Gerçi «Testişehir» in bir şehir olmadığını yola çıkmadan öğrenmiştim ama, hiç değilse büyücek ye modern tesisli bir atölye bekliyordum.
Oysa ki Testişehir levhasının bulunduğu yere geldiğimizde atölyeye benzer birşey bile görünmüyordu. Yalnız, dünyadan uzak bir ormanın yüksek ağaçları arasında kütüklerden yapılmış birkaç eğreti kulübe vardı. Testişehir, Amerika’dan çok, kuytu ormanlar içinde bir küçük Afrika köyünü hatırlatıyordu.
Testişehir’in bütün nüfusu, buranın sahibi olan Bayan Busbee ile bir seramik ustasından ve çırağından ibaretti.
Bayan Busbee örnekleri seçiyor, usta ile çırak da seramikleri yapıyorlardı. Seramikler için kullanılan toprak da Testişehir'in kendi toprağıydı.
Fırınlar ve seramik yapmak için kullanılan usuller 17’nci yüzyıldaki gibiydi. Bayan Busbee de bunu gözönünde tutarak Testişehir'de herşey için l7,nci yüzyılı örnek almıştı. Evler, evlerin içindeki eşya, kendi giydiği esvaplar hep 17nci yüzyıla aitti.
Fakat Bayan Busbee, seramik örneklerini seçmek için daha da eskilere, tâ eski Çin’e gidiyordu. Çin seramikçiliğinde uzmandı. Bütün örneklerini o kaynaktan alıyordu. Onun için, raflardaki seramiklerden çoğu, gölgeli beyaz, sâde ve zarif vazolardı.
Altında kaba saba bir yazıyla yazılmış «Testişehir» damgası bulunan bu seramiklerin en ucuzu, bir-iki dolarlığı bile, evlerde baş köşelere konuluyordu.
Banyodaki hilesi
BAYAN Busbee’nın yaşı kaçtı, bilmiyorum.
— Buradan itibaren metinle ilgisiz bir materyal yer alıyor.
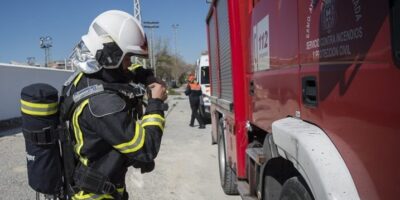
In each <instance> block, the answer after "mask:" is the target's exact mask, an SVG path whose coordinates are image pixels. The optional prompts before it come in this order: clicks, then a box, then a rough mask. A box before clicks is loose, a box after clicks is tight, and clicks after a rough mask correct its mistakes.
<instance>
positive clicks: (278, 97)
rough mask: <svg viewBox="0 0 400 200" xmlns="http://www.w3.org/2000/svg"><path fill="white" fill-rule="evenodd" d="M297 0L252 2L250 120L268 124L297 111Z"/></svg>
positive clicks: (261, 125)
mask: <svg viewBox="0 0 400 200" xmlns="http://www.w3.org/2000/svg"><path fill="white" fill-rule="evenodd" d="M297 24H298V17H297V1H292V0H282V1H271V0H260V1H254V7H253V10H252V26H251V37H252V41H251V44H252V47H251V62H252V63H251V65H252V69H251V71H252V76H251V78H250V95H251V97H252V104H251V108H250V110H251V113H252V116H251V117H252V122H253V124H255V125H257V126H258V127H260V128H262V129H264V130H265V131H268V132H271V124H272V122H273V121H275V120H277V119H281V118H284V117H286V116H295V114H296V111H299V99H298V95H299V83H298V73H299V65H298V60H299V57H298V52H299V42H298V34H297V33H298V25H297Z"/></svg>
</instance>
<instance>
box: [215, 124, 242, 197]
mask: <svg viewBox="0 0 400 200" xmlns="http://www.w3.org/2000/svg"><path fill="white" fill-rule="evenodd" d="M223 123H224V122H223V119H222V118H221V119H220V120H219V122H218V163H219V176H220V179H221V186H222V189H223V190H224V192H225V194H227V195H235V194H238V190H237V185H236V174H235V173H234V172H233V170H232V169H231V167H230V166H229V165H228V163H227V160H226V152H225V149H226V148H225V138H224V132H223V130H224V128H223Z"/></svg>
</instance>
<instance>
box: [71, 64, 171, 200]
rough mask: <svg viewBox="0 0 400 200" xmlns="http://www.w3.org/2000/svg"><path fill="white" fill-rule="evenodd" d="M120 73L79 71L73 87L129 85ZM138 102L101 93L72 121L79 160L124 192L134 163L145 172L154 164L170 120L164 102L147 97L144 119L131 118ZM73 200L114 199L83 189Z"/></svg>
mask: <svg viewBox="0 0 400 200" xmlns="http://www.w3.org/2000/svg"><path fill="white" fill-rule="evenodd" d="M119 73H121V72H120V71H118V70H101V71H100V72H98V73H96V74H94V75H85V74H80V75H79V76H78V77H77V78H76V79H75V80H74V82H73V84H74V86H75V88H73V90H74V91H79V90H82V89H83V88H86V87H87V86H90V85H95V84H102V83H125V82H126V81H125V80H124V78H121V75H120V74H119ZM74 91H71V92H72V93H73V92H74ZM133 104H134V102H132V101H130V100H129V99H127V97H126V96H124V95H121V94H119V93H115V92H107V93H102V94H99V95H95V96H93V97H90V98H89V99H86V100H84V101H83V102H82V103H81V104H80V105H79V106H78V107H77V108H76V109H75V111H74V112H73V115H72V119H71V129H72V130H73V135H74V138H75V142H76V144H75V146H74V151H75V153H76V155H77V157H78V158H79V161H80V163H79V164H81V165H84V166H87V167H90V168H92V169H94V170H96V171H98V172H100V173H102V174H103V175H105V176H107V177H108V178H109V180H110V182H112V183H113V184H115V185H116V186H117V190H118V192H119V193H120V194H121V195H122V194H123V193H124V190H125V188H124V187H125V174H126V172H127V168H128V167H129V166H134V167H137V168H142V172H143V170H144V171H146V170H150V171H151V170H152V169H153V168H154V159H155V157H156V156H157V154H158V151H159V149H160V143H161V137H162V132H163V129H164V123H165V122H164V113H163V111H162V108H161V107H162V106H161V104H162V101H161V100H157V99H149V100H148V106H147V109H146V112H145V114H144V116H143V118H142V120H141V121H136V120H135V119H134V118H133V117H132V112H133V110H132V109H133V108H134V106H135V105H133ZM73 199H112V196H111V195H108V194H103V195H99V194H91V193H87V192H85V191H81V192H79V193H78V194H76V195H75V196H74V198H73Z"/></svg>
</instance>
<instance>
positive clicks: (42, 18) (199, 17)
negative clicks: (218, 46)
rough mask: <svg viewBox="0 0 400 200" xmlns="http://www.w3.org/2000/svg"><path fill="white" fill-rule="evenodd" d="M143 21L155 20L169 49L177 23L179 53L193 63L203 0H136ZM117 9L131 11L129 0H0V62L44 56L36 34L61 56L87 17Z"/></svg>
mask: <svg viewBox="0 0 400 200" xmlns="http://www.w3.org/2000/svg"><path fill="white" fill-rule="evenodd" d="M140 3H141V12H142V21H159V22H160V28H159V29H156V30H155V32H154V35H155V37H158V38H159V37H161V38H165V39H167V40H168V41H169V47H170V48H171V49H170V51H171V52H174V47H175V46H174V39H173V38H174V37H173V36H174V34H173V29H172V27H171V25H172V24H179V29H178V33H177V48H178V54H179V55H180V56H181V57H182V58H183V59H184V60H185V61H186V62H188V63H194V62H195V60H196V59H197V58H198V57H199V56H200V53H201V52H202V51H204V50H206V49H207V36H206V25H205V17H206V15H207V12H208V8H209V4H206V0H141V1H140ZM111 9H118V10H123V11H126V12H129V13H131V14H133V0H64V1H60V0H2V1H1V2H0V25H1V28H0V62H3V63H8V62H10V61H19V62H26V60H27V57H35V59H36V62H38V63H43V62H44V50H43V49H40V47H39V38H40V37H41V36H47V35H49V36H51V37H52V38H53V47H52V48H51V50H50V51H51V59H52V60H63V59H64V58H67V57H68V56H69V54H70V53H71V51H72V49H73V47H74V45H75V44H76V43H77V42H78V41H79V40H80V37H81V36H82V35H84V34H86V32H87V30H88V27H89V25H90V23H91V22H92V20H93V19H94V18H95V17H96V16H97V15H99V14H100V13H102V12H104V11H106V10H111ZM146 31H147V30H146Z"/></svg>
Yalnız geçen yıl Winston - Salem gazetesi 70 yaşlarında diye yazmış da Bayan Busbee buna fena halde içerlemiş. Yaşının az yahut çok gösterildiğine değil, sırf yaştan bahsedildiğine içerlemiş. Görünüşe bakılırsa 60'Ia 80 arası herhangi bir yaşta olabilirdi.
Gazeteye bir de resmini bastıkları için kızmış.
— Mr. Jones (gazetenin fotoğrafçısı) buraya bir daha adımını atamaz, ben izin vermediğim halde resmimi çekip gazeteye bastırdı. diyormuş.
Gerçekten Frank Jones'un da 17 nci yüzyılda fotoğraf makinesi olmadığını düşünmesi lâzımdı.
Herkes alacağını aldıktan ve hesaplar görüldükten sonra, bizim için ocağı yakılmış olan kulübeden çıktık. Bayan Busbee bizi kendi oturduğu kulübeye davet etti.
Bu, büyük bir şerefti. Çünkü ancak anlayışlı ve kültürlü olduğunu tahmin ettiği kimseleri evinden içeri sokarmış.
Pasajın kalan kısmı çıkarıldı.